Winston Saunders, a physicist who serves as an alternate board member of the Green Grid, a nonprofit industry group that promotes environmentally friendly data centers, read the data furnace paper and is enthusiastic about the concept. Mr. Saunders is director of data center power initiatives at Intel, but spoke on behalf of the Green Grid.

“I’ve got a little house in the middle of the Oregon mountains.” he said. “I have baseboard electric heaters in it right now that cost me a fortune to run. What if I had a ‘baseboard data center’? It would just sit there and produce the same amount of heat with the same amount of electricity. But it would also do computing, such as decoding DNA, analyzing protein structures or finding a cure for cancer.”

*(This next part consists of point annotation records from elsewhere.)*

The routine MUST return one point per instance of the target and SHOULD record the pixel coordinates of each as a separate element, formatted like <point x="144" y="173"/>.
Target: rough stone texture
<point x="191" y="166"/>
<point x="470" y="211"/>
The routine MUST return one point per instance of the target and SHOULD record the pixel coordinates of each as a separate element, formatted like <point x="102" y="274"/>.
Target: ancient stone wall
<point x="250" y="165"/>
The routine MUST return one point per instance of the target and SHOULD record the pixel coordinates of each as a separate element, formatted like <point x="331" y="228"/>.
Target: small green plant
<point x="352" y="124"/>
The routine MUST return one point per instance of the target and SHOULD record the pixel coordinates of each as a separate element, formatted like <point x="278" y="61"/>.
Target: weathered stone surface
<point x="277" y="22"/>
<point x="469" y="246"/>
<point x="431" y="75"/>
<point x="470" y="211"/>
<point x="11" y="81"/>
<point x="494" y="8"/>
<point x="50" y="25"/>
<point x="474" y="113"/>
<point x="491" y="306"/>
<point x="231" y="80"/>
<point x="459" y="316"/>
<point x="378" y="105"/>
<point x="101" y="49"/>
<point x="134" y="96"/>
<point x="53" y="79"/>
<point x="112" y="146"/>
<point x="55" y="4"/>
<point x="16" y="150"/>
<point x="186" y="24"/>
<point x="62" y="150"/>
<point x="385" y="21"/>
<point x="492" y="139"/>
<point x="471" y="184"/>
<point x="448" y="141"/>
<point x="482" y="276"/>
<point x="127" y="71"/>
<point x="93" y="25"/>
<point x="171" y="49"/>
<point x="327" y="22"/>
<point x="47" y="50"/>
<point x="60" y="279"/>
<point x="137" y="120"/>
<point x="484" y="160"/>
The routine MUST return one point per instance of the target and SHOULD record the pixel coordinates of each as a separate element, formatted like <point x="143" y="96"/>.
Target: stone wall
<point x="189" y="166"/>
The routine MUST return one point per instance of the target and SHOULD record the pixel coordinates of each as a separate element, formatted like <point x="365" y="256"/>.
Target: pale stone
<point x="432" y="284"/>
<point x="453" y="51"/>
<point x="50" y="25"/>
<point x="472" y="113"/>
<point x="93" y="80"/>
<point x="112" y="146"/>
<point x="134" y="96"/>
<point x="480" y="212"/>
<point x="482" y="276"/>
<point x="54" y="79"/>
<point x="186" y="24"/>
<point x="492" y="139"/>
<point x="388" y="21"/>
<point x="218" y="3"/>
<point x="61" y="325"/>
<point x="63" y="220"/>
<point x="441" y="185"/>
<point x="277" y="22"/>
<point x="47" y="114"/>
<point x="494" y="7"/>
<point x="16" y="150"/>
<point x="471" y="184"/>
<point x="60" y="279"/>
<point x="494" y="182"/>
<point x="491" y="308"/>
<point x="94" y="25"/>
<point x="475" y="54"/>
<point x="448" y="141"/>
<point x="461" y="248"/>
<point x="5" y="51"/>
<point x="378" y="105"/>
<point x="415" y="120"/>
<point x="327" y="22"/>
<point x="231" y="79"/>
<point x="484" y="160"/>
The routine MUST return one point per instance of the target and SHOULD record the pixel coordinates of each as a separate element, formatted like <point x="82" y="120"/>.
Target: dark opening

I.B.M. Research-Zurich is designing water-cooled servers whose waste heat can be carried in pipes to nearby buildings. Next year, it plans to demonstrate the technology with SuperMUC, a supercomputer under construction in Munich that will be more powerful than 110,000 PCs.

Many cities in Europe already have insulated pipes in place for centralized “district heating.” Heat generated by data centers is beginning to be distributed to neighboring homes and commercial buildings — in Helsinki, for example. But for the rest of us, without such pipes near our homes, the computing would need to be done under our own roof to put the heat to good use.

If tech companies with data centers like the economics of home-based data furnaces, they could offer heating for homeowners at an irresistible price: free.